📏 Data Shape and Statistics

Understanding your data's size and getting basic statistics is crucial for data analysis. Let's learn how to quickly assess your DataFrame's dimensions and calculate useful statistical summaries.

📐 Understanding Data Shape

The shape tells you exactly how big your DataFrame is:

import pandas as pd

# Sample dataset
sales = pd.DataFrame({
    'product': ['Laptop', 'Mouse', 'Keyboard', 'Monitor'],
    'price': [999, 25, 75, 300],
    'quantity': [2, 10, 5, 1],
    'revenue': [1998, 250, 375, 300]
})

print("📊 Dataset:")
print(sales)
print()

print("📏 Shape Information:")
print(f"Shape: {sales.shape}")
print(f"Rows: {sales.shape[0]}")
print(f"Columns: {sales.shape[1]}")
print(f"Total cells: {sales.size}")

📊 Basic Statistics

Get instant insights about your numerical data:

import pandas as pd

# Student scores
students = pd.DataFrame({
    'student': ['Alice', 'Bob', 'Charlie', 'Diana', 'Eve'],
    'math': [85, 92, 78, 88, 95],
    'english': [90, 87, 85, 92, 89]
})

print("Student Data:")
print(students)
print()

print("📈 Complete Statistics:")
print(students.describe())
print()

print("🎯 Quick Stats for Math:")
print(f"Average: {students['math'].mean():.1f}")
print(f"Highest: {students['math'].max()}")
print(f"Lowest: {students['math'].min()}")

🔢 Individual Column Statistics

Explore specific columns in detail:

import pandas as pd

# Product ratings
products = pd.DataFrame({
    'product': ['A', 'B', 'C', 'D', 'E'],
    'price': [10, 25, 15, 40, 30],
    'rating': [4.2, 4.8, 3.9, 4.5, 4.1]
})

print("Product Data:")
print(products)
print()

print("💰 Price Analysis:")
print(f"Mean price: ${products['price'].mean():.2f}")
print(f"Median price: ${products['price'].median():.2f}")
print(f"Price range: ${products['price'].min()} - ${products['price'].max()}")
print()

print("⭐ Rating Analysis:")
print(f"Average rating: {products['rating'].mean():.2f}")
print(f"Best rating: {products['rating'].max()}")
print(f"Worst rating: {products['rating'].min()}")

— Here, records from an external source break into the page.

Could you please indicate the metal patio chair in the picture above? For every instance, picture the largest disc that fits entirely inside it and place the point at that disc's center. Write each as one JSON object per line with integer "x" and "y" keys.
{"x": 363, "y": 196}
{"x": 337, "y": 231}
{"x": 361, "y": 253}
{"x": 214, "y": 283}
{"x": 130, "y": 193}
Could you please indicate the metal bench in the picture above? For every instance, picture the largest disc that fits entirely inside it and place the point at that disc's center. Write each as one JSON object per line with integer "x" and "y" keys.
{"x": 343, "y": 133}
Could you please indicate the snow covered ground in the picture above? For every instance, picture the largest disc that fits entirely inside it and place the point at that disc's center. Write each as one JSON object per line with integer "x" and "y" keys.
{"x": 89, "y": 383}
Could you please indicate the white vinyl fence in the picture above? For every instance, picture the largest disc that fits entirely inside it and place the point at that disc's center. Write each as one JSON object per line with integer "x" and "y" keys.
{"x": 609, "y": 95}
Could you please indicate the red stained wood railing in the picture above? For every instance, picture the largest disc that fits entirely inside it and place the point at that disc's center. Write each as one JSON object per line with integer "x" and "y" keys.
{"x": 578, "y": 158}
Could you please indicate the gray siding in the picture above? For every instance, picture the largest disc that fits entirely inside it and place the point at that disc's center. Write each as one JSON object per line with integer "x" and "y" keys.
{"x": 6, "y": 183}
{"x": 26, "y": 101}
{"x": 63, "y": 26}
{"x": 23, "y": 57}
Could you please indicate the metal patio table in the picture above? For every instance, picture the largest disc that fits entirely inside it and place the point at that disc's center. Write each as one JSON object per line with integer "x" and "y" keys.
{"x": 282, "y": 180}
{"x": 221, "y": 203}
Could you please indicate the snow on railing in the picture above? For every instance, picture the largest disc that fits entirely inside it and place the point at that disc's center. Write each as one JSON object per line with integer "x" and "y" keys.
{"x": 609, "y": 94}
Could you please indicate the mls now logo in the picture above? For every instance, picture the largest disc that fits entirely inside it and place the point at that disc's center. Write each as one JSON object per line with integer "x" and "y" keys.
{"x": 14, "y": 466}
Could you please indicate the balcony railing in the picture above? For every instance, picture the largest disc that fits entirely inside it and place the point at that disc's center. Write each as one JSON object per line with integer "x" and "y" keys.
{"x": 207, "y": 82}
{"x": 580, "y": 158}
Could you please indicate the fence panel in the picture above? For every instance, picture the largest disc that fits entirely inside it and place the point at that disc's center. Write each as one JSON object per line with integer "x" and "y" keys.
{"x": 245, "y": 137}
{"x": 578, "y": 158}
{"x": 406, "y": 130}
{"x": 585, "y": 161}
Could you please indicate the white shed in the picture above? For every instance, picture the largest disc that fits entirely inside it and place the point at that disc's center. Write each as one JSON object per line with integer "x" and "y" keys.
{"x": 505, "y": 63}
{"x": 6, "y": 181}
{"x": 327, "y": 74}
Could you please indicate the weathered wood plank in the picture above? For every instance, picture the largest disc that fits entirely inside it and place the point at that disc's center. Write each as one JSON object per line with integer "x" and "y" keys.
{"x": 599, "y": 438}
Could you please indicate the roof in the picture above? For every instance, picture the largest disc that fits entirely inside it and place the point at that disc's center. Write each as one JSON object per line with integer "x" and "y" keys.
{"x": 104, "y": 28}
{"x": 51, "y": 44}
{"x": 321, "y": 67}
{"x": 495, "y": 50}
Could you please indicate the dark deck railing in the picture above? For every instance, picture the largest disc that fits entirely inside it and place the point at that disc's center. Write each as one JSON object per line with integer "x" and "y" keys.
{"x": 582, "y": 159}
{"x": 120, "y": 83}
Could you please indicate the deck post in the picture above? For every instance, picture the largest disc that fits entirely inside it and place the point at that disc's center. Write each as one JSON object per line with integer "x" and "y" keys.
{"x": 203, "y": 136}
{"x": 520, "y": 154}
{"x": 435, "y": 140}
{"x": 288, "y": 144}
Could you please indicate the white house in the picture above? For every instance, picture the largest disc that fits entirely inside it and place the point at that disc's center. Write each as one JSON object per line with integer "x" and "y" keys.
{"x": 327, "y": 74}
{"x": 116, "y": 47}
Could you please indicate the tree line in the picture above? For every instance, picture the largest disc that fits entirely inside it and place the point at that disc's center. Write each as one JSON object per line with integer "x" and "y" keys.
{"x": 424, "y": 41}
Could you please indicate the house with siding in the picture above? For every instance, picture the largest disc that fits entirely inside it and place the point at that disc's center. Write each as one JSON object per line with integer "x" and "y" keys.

📊 Understanding describe()

The describe() method gives you 8 key statistics:

import pandas as pd

# Sample data
data = pd.DataFrame({
    'score': [65, 70, 85, 90, 75, 80, 95, 60, 88, 92]
})

print("Score Data:")
print(data)
print()

print("📊 Detailed Statistics:")
stats = data['score'].describe()
print(stats)
print()

print("🎯 What Each Statistic Means:")
print(f"Count: {stats['count']} (how many values)")
print(f"Mean: {stats['mean']:.1f} (average)")
print(f"Std: {stats['std']:.1f} (how spread out)")
print(f"Min: {stats['min']} (lowest value)")
print(f"25%: {stats['25%']} (bottom quarter)")
print(f"50%: {stats['50%']} (median/middle)")
print(f"75%: {stats['75%']} (top quarter)")
print(f"Max: {stats['max']} (highest value)")

🔍 Non-Numerical Data Statistics

Text and categorical data have different statistics:

import pandas as pd

# Survey data
survey = pd.DataFrame({
    'city': ['NYC', 'LA', 'Chicago', 'NYC', 'Boston', 'LA'],
    'satisfaction': ['Good', 'Excellent', 'Good', 'Poor', 'Good', 'Excellent']
})

print("Survey Data:")
print(survey)
print()

print("🏙️ City Statistics:")
print(survey['city'].value_counts())
print()

print("😊 Satisfaction Statistics:")
print(survey['satisfaction'].value_counts())
print()

print("📊 Unique Values:")
print(f"Unique cities: {survey['city'].nunique()}")
print(f"Unique satisfaction levels: {survey['satisfaction'].nunique()}")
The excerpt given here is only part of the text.